Arctic pollution's surprising history
- 18 Mar 2008Study: Early explorers saw particulate haze in late 1800s
Scientists know that air pollution particles from mid-latitude cities migrate to the Arctic and form an ugly haze, but a new University of Utah study finds surprising evidence that polar explorers saw the same phenomenon as early as 1870.
“The reaction from some colleagues – when we first mentioned that people had seen haze in the late 1800s – was that it was crazy,” says Tim Garrett, assistant professor of meteorology and senior author of the study. “Who would have thought the Arctic could be so polluted back then? Our instinctive reaction is to believe the world was a cleaner place 130 years ago.”
The study will be published soon in the March 2008 issue of the Bulletin of the American Meteorological Society.

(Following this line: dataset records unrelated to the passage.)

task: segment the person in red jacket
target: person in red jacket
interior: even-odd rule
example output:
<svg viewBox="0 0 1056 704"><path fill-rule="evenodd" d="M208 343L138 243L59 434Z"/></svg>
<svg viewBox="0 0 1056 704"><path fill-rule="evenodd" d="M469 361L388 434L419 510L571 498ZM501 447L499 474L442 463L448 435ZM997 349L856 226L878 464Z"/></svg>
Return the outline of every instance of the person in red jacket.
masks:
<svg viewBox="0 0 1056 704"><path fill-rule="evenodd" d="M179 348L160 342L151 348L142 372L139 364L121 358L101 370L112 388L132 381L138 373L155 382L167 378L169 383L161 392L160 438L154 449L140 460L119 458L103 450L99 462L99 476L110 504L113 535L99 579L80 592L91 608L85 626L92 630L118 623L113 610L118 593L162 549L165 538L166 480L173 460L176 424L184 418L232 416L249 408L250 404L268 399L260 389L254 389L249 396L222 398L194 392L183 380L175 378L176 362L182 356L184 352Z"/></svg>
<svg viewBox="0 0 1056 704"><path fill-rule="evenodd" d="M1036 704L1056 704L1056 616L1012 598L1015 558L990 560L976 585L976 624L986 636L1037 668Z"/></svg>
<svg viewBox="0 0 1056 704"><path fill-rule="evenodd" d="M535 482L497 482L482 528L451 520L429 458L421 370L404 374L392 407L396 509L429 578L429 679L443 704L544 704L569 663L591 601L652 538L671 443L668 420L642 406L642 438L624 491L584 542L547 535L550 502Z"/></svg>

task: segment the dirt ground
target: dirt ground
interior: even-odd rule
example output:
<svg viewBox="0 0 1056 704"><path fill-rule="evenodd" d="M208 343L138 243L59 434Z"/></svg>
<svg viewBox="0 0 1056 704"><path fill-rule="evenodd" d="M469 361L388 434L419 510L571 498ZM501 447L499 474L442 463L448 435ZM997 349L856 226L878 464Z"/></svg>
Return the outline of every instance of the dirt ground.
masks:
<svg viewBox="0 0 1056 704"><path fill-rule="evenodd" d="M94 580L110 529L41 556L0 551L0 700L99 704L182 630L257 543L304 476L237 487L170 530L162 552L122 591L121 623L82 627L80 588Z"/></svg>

By searching through historic records written by early Arctic explorers, Garrett and his collaborator Lisa Verzella, former undergraduate student at the University of Utah, were able to find evidence of an aerosol “dry haze” that settled onto the ice to form a layer of grayish dust containing metallic particles. The haze and dust were likely the byproducts of smelting and coal combustion generated during the Industrial Revolution.
“We searched through open literature, including a report in the second issue of the journal Science in 1883 by the famous Swedish geologist Adolf Erik Nordenskiold, who was the first to describe the haze,” says Garrett. “We also looked through books describing Arctic expeditions that had to be translated from Norwegian and French.”
The historic accounts show that more than 130 years ago, the Industrial Revolution was “already darkening the snow and skies of the far North,” Garrett says.
History of Arctic Pollution
Garrett and Verzella say the first report of Arctic haze pollution usually is credited to a U.S. Air Force meteorologist J. Murray Mitchell, who in 1957 described “the high incidence of haze at flight altitudes” during weather reconnaissance missions from Alaska over the Arctic Ocean during the late 1940s and 1950s.
Mitchell was credited in the 1970s by Glenn Shaw from the University of Alaska, Fairbanks, and his collaborators Kenneth Rahn and Randolf Borys, from the University of Rhode Island, who were the first to discover the haze contained high levels of heavy metals, including vanadium, suggestive of heavy oil combustion.
In a later study, Rahn and Shaw said: “Arctic haze is the end product of massive transport of air pollution from various mid-latitude sources to the northern polar regions, on a scale that could never have been imagined, even by the most pessimistic observer.”
Since humans had been generating aerosol pollution long before 1950 – namely, since sometime after the advent of the Industrial Revolution in the late 1700s – it made sense to Garrett that pollution generated from earlier times also might have made it to northern latitudes from Europe, Asia and North America.